Busby’s shortlisted for the 2024 Dulux Colour Awards

Finalists have been announced for this year’s Dulux Colour Awards, highlighting innovative uses of colour in design, with new Sydney venue Busby’s among the finalists in the Commercial Interior – Public and Hospitality category.

From a record 527 entries, 83 projects have been shortlisted across the eight categories, providing an insight into the leading trends in colour and design.

The judges have remarked that this year’s shortlist demonstrates a deeply considered, intelligent approach to design across the board. Within the hospitality and retail spheres, judges were particularly impressed with the use of colour psychology to entice customers.

Moody colour palettes dominate the shortlisted hospitality venues, with warm russet browns, burgundies, and cherry reds enhanced by low lighting. Retro elements are also evident through the use of wood panelling and rattan. Public Design Studio, the team behind the design of Busby’s, adds an element of contrast through the addition of armchairs upholstered in royal blue velvet, creating visual interest within the space.

Andrea Lucena-Orr, Dulux Colour and Communications Manager, commented on the design trends indicated in this year’s awards.

“This year, biophilia – the affinity of humans with the natural world – is a strong theme, with earthy colours playing a dominant role in interiors. Olive greens, warm greys, muted taupes and dusky blues are coming into their own across several categories,” she said.
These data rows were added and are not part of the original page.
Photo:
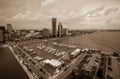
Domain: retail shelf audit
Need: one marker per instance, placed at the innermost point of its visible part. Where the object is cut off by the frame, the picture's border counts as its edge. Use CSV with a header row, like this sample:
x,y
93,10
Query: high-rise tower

Warm neutral tones have also made an appearance in this year’s entries, with warm whites and soft beiges appearing across textured surfaces. This tendency towards softer tones is reflected in Dulux’s Colour of the Year, Sweet Embrace, a pale rose-lilac. Increasingly, these colours are being layered, with several shades of cream or beige appearing within the same space.

“Gone are the days of a single white or beige being specified for an interior. Now, nuanced shades of a colour are being utilised to create highlights, details and contrasts within the one project. It’s a sophisticated design strategy and it’s not confined to interiors.” Andrea said.

However, bright colours still feature in the awards, with saturated candy tones and high contrasts appearing in several shortlisted designs.

“It is an uplifting trend that shows a newfound optimism and confidence to try unexpected combinations for surprising and fun spatial impact. Architects and designers, as well as their clients, seem to have shaken off the gloom of the lockdown years and are expressing a profound sense of freedom through paint colours that epitomise playfulness and joy,” Andrea said.

Colour is not just limited to interior design, either, with Andrea noting that this year’s finalists are extending innovative uses of colour to building exteriors.

“We’re also seeing bold graphics and murals in external applications, surprising contrast colours of pinks and blues, and a lot of textural effects. It’s thrilling to see that every surface, every element, inside and out, is being considered in the overall colour scheme when a designer or architect is devising the palette,” she said.

The Dulux Colour Awards’ Student category is another interesting element of the awards, with two Sydney Design School students shortlisted for hospitality design concepts. Caroline Apport’s Alchemy and Gabriela Vegas’s Campo de’ Fiori give an insight into the concepts that emerging designers are bringing to the table.

The 38th Dulux Colour Awards winners will be announced during Vivid Sydney on 29 May, at an exclusive event held at the Sydney Opera House.